Emma becomes obsessed with Rodolphe. To please and excite him, she dresses in the latest fashion and jewelry from Lherueux. According to Emma’s wish, he agrees to her plan to run away together. At their last meeting before their agreed departure, Rodolphe promises Emma that he will be at the coach, but in reality, he already knows that he won’t go through with the plan. He spills a drop of water on the paper so Emma will think he cried when he wrote it – and sends it to her.

When Emma receives the letter, she breaks down. For the first time in her life, she considers suicide, and a long illness follows. Charles is worried sick about her – and for more than a month doesn’t leave her side.

“She wished at the same time to die and to live in Paris.”

Faced with severe money troubles, Charles takes out a loan with Lheureux with extortionate repayment conditions. Emma starts to improve slowly and begins to turn back to her religious upbringing. When Emma is finally well enough, Homais suggests that Charles take her to Rouen for a day to visit the opera, and Charles agrees – anything to cheer up Emma.

Leon follows Emma and Charles to their hotel, planning to seek her out in the morning. Emma pretends reluctance but eventually agrees to a meeting in the cathedral the next day. Leon persuades her to join him in a carriage, and they set off on a tour around the city – with the curtains drawn. Whenever the driver tries to stop, the only thing he hears is Léon’s command to “keep moving!”

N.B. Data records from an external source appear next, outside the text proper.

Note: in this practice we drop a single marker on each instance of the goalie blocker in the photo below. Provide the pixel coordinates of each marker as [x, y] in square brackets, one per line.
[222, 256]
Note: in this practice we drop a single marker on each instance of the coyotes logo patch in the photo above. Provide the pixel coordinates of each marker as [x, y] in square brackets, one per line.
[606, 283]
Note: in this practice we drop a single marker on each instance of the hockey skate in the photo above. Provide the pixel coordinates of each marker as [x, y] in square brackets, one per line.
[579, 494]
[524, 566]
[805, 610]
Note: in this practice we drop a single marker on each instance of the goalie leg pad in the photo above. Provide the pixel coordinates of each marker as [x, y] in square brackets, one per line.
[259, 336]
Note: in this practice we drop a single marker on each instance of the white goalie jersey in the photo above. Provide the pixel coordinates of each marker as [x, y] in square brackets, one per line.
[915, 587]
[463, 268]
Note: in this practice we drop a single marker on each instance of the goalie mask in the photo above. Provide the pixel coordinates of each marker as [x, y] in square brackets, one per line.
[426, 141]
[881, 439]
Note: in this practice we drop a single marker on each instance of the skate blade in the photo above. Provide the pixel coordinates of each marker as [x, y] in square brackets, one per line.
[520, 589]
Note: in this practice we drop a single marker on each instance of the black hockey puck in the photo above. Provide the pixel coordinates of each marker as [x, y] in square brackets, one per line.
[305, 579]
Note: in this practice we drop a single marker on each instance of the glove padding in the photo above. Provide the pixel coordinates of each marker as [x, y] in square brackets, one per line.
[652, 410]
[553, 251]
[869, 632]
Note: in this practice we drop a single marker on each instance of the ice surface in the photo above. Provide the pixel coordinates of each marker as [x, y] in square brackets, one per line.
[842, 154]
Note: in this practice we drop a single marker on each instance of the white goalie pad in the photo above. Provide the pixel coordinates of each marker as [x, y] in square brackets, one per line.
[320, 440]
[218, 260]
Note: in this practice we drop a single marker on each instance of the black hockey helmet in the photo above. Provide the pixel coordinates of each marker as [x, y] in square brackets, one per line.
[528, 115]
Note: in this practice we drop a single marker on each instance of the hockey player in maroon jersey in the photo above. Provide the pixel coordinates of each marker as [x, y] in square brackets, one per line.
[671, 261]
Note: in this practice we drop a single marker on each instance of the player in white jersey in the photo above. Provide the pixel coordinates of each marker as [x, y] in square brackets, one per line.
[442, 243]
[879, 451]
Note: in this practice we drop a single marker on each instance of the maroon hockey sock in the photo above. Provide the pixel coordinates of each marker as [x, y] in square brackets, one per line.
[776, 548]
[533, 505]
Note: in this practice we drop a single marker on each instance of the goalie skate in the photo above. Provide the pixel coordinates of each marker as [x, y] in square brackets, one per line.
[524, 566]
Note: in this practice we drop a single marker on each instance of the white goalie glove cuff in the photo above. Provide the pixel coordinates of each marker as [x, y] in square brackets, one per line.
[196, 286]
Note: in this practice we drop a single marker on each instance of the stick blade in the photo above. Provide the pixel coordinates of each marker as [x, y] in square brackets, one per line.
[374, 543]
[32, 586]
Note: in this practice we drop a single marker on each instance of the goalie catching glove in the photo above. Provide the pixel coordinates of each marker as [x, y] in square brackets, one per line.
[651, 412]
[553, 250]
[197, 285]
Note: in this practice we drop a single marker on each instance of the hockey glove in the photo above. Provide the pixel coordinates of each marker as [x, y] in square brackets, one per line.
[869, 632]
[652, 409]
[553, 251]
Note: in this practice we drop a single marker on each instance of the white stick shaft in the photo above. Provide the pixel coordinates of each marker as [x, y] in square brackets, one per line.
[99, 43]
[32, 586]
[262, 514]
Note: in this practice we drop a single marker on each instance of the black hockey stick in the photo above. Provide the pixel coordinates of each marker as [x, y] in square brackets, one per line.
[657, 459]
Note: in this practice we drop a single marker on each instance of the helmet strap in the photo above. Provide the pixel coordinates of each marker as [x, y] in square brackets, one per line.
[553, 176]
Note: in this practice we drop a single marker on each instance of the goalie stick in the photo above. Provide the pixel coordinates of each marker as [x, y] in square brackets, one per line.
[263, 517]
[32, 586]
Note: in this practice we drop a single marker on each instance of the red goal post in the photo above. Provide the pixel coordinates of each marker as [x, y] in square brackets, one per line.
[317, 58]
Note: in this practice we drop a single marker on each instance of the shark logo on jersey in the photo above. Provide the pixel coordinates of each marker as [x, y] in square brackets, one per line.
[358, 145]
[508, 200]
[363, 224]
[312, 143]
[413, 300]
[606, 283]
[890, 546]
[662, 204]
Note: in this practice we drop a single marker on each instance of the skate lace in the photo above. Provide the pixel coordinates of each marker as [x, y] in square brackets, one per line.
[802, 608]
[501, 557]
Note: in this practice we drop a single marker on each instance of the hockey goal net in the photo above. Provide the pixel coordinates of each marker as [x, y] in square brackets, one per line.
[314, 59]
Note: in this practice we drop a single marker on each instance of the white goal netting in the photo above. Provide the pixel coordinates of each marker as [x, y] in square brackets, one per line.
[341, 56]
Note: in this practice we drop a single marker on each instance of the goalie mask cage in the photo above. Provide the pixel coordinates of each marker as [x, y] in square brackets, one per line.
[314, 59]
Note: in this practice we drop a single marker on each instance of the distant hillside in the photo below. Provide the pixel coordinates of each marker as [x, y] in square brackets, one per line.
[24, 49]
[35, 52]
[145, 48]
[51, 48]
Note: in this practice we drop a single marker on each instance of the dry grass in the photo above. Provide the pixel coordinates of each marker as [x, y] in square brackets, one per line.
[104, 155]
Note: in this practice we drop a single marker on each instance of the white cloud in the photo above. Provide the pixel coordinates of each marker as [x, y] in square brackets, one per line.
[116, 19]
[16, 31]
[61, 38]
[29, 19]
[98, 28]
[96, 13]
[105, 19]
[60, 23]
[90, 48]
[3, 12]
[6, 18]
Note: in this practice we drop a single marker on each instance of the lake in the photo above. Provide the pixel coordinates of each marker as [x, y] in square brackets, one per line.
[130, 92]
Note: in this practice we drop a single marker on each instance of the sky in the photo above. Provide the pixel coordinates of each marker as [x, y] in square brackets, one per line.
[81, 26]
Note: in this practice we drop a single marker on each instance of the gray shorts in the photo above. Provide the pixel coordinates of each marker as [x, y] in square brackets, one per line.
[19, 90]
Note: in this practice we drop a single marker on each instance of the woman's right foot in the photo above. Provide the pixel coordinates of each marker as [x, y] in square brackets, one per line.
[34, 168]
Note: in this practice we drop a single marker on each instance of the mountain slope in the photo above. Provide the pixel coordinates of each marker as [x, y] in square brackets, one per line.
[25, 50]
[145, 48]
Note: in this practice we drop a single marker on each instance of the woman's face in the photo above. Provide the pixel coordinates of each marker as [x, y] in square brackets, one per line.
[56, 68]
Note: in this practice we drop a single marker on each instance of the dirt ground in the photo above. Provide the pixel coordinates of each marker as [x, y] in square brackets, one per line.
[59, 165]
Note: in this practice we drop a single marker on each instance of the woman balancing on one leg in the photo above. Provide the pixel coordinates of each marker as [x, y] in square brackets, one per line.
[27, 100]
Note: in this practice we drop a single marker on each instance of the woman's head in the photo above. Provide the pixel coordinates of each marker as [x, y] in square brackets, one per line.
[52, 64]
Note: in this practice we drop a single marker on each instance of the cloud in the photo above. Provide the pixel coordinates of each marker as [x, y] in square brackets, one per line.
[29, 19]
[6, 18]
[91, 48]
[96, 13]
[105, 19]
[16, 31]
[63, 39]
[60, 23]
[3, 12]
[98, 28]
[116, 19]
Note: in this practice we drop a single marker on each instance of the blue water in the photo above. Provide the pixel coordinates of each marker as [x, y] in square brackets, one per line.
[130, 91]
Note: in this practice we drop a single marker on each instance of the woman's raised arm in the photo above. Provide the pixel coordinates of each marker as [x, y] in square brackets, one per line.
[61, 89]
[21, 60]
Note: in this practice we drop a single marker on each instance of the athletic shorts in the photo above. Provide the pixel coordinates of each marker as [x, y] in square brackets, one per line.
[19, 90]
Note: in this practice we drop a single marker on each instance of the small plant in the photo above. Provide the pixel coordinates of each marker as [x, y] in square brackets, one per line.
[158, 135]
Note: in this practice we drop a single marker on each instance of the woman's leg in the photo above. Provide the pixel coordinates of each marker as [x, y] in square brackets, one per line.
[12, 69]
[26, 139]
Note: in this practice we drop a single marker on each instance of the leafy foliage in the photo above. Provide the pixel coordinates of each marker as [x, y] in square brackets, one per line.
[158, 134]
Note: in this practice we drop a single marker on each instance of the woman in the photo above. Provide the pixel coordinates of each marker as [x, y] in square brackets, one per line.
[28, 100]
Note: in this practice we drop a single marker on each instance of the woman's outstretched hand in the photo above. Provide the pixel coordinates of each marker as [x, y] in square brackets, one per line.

Lherueux starts to hassle her to pay back the money she and Charles have borrowed. When she tells him that she doesn’t have the money at the moment, he suggests that she sell a property that used to belong to Charles’s father. With her power of attorney, she agrees to the sale, but instead of taking her money to pay off the bills, Lherueux proposes that she might want to keep hold of it and pay back the money in six months’ time. Emma agrees and continues to live beyond her means, spending money and visiting Leon regularly. But their feelings for each other begin to grow stale.

“Never touch your idols: the gilding will stick to your fingers.”

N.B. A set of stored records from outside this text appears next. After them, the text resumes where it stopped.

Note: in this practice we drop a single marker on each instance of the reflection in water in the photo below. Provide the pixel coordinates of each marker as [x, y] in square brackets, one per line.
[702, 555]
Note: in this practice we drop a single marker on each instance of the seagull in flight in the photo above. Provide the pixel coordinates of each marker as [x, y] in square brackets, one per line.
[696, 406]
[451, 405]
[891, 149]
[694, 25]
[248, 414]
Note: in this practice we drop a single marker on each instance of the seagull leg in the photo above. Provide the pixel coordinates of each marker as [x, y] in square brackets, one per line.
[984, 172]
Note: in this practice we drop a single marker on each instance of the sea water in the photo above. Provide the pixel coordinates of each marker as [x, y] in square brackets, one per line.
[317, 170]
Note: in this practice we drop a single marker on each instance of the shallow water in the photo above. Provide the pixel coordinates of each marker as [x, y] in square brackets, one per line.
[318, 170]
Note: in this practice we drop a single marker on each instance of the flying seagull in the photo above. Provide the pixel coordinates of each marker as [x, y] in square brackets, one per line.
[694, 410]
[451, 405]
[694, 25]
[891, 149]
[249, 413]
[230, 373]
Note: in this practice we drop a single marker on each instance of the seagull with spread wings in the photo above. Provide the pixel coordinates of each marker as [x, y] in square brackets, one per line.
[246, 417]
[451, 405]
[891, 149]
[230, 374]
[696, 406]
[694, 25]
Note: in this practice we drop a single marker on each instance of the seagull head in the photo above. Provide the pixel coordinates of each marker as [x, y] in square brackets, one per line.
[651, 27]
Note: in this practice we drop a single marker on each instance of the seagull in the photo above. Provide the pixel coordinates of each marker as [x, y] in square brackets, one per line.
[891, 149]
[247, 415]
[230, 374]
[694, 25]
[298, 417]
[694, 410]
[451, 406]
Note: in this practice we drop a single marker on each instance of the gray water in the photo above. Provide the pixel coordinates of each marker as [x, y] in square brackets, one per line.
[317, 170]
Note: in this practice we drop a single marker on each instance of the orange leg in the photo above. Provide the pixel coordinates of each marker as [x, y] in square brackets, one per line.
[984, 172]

The next day, the bailiff and two witnesses come to Emma and Charles’s house to value their possessions. Emma tries to convince Leon to get a loan of 3,000 francs for her. He is unsuccessful.

At the end of her tether, Emma goes to the apothecary’s house and begs the young clerk Justin, who is secretly in love with her, to let her in. She claims she requires rat poison and, unable to deny her anything, he lets her in without telling Homais. She opens the cupboard, grabs a bottle of arsenic and drinks it. She returns home, writes a letter to Charles – who by now knows that the house is up for auction. The poison works slowly, and Emma is in agony for hours. All of Charles’s attempts to rescue her fail, and after a grueling struggle, she dies.

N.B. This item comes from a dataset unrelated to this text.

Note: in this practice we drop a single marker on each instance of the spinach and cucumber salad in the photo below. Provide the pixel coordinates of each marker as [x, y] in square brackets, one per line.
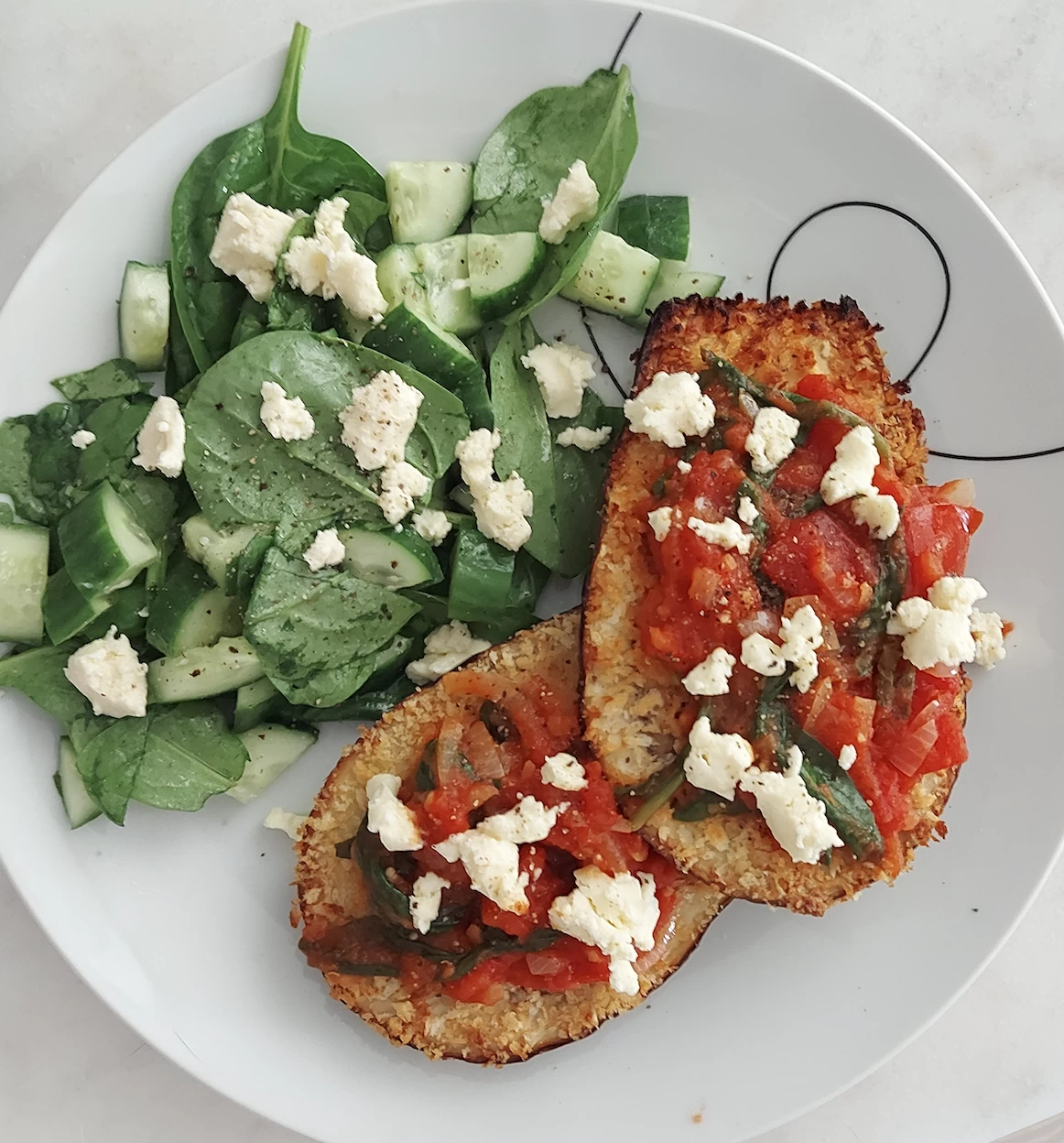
[198, 570]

“To please her, as though she were still alive, he adopted her predilections, her ideas… He put cosmetics on his  moustache , and, like her, signed notes of hand. She corrupted him from beyond the grave.

Charles is inconsolable. He stops working and keeps Emma’s bedroom almost as a shrine. The very same day, Berthe finds him sitting on the bench in the garden – dead.

Eventually, we can comment that Gustave Flaubert’s Madame Bovary is a tragic novel as we have seen the tragic death of our beloved heroine.